US study shows legal safety measures for pesticides are being overlooked

Posted: 14 February 2020 | | No comments yet

A recent investigation by the Environmental Working Group (EWG) has found that the EPA has been flouting legal requirements to adjust limits for pesticides in foods, particularly under the Trump administration.

EPA pesticide limits

The USA’s Food Quality Protection Act of 1996 requires the US Environmental Protection Agency (EPA) to protect children’s health by applying an extra margin of safety to legal limits for pesticides in food. However, a recently published investigation by the Environmental Working Group (EWG) found that the EPA has failed to add this safety margin to the allowable limits for almost 90 percent of the most common pesticides.

The study examined the EPA’s risk assessments for 47 non-organophosphate pesticides since 2011, including those most commonly found on fresh fruits and vegetables. Of those 47 pesticides, only five were found to have the required additional tenfold safety factor applied to them.

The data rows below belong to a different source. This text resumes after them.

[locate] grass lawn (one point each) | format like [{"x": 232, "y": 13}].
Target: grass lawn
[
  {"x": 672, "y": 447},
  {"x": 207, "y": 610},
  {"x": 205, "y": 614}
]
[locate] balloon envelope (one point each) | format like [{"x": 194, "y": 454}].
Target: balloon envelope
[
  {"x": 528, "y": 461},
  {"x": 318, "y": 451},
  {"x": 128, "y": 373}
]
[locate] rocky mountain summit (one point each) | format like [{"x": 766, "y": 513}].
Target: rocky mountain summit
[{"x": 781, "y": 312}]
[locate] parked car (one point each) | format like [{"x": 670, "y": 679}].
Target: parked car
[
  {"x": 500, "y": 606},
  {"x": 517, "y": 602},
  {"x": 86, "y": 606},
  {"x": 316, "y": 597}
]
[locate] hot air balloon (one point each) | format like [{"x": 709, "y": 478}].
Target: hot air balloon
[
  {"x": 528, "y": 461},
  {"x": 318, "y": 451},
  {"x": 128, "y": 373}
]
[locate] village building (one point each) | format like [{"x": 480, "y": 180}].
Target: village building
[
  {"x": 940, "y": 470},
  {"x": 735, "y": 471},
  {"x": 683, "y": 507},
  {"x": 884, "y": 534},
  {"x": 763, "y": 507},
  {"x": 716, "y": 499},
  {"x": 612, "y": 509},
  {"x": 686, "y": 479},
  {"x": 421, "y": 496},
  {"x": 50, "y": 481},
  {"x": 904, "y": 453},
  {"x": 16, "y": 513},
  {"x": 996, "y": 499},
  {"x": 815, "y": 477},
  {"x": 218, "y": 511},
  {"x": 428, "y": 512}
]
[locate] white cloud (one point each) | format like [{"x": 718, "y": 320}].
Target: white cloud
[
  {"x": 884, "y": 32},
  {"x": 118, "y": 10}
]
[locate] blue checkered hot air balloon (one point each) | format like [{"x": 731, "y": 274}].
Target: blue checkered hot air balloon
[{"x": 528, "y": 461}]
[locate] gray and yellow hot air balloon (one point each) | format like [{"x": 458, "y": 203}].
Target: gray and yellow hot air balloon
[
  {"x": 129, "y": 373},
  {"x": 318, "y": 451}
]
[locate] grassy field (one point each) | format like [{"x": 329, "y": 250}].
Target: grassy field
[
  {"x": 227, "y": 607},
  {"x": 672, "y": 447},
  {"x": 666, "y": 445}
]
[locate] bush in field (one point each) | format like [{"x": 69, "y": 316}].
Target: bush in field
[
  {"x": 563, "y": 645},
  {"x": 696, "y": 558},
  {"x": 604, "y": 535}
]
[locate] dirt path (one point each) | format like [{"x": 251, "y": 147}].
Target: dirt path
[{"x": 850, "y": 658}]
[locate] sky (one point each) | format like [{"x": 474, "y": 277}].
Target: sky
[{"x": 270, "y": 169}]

“Given the potential health hazards of pesticides in our food, it is disturbing that the EPA has largely ignored the law’s requirement to ensure adequate protection for children,” said the study’s author, Olga Naidenko, PhD, vice president for science investigations at EWG. “The added safety factor is essential to protect children from pesticides that can cause harm to the nervous system, hormonal disruption and cancer.”

Law recognises vulnerability of children

The Food Quality Protection Act of 1996, or FQPA, requires the EPA to set allowable levels for pesticides in a way that would “ensure that there is a reasonable certainty that no harm will result to infants and children from aggregate exposure to the pesticide chemical residue.” It was hailed as a revolutionary recognition of the fact that children are more vulnerable to the effects of chemical pesticides than adults.

“Based on the strong consensus of the paediatric and the public health communities, the FQPA stated unequivocally that regulation of toxic pesticides must focus, first and foremost, on protecting infants and children,” said Dr Philip Landrigan, a paediatrician and epidemiologist who is director of the programme in Global Public Health and the Common Good at Boston College. “When the EPA fails to apply this principle, children may be exposed to levels of chemical pesticides that can profoundly harm their health.” 

Landrigan chaired the committee that authored “Pesticides in the Diets of Infants and Children” – a 1993 report from the National Academy of Sciences, which led to the FQPA being passed unanimously three years later.

“The FQPA was a revolution in how we think about pesticides’ effects on children, but it does no good if the EPA doesn’t use it,” said EWG President Ken Cook. “It’s not only necessary to protect kids’ health, it’s the law, and the EPA’s failure to follow the law is an egregious betrayal of its responsibility.”

EPA under Obama vs Trump administrations

Naidenko’s study also examined EPA risk assessments for a particularly toxic class of pesticides called organophosphates, which act in the same way as nerve gases like sarin and are known to harm children’s brains and nervous systems. She found that under the Obama administration, the tenfold children’s health safety factor was proposed for all organophosphate insecticides.

In contrast, in four assessments of pyrethroid insecticides, the EPA under the Trump administration has proposed adding the FQPA safety factor to none. In human epidemiological studies conducted in the US and in Denmark, exposure to pyrethroid insecticides was associated with increased risk of attention deficit hyperactivity disorder (ADHD).

The FQPA was a revolution in how we think about pesticides’ effects on children, but it does no good if the EPA doesn’t use it

In 2017, the EPA reversed the Obama administration’s FQPA determination for chlorpyrifos, the most widely used organophosphate pesticide in the US. Despite the Trump EPA’s decision, in the wake of bans by Hawaii, California and New York, the main US chlorpyrifos manufacturer recently announced it will stop making this chemical. It remains to be seen whether the Trump EPA will uphold the tenfold FQPA determination for the entire group of organophosphates.

The study also found that the Trump EPA has proposed to increase by 2.6-fold the allowable exposure to the herbicide metolachlor. The use of metolachlor has been on the rise for the past decade, with more than 60 million pounds sprayed annually, according to the US Geological Survey.

Biomonitoring studies conducted by the Centers for Disease Control and Prevention and by independent researchers reported the presence of multiple pesticides and their byproducts in the American population, including herbicides such as glyphosate and 2,4-D, the bee-killing neonicotinoid insecticides, organophosphate and pyrethroid insecticides, and fungicide metabolites.

This study was published in Environmental Health.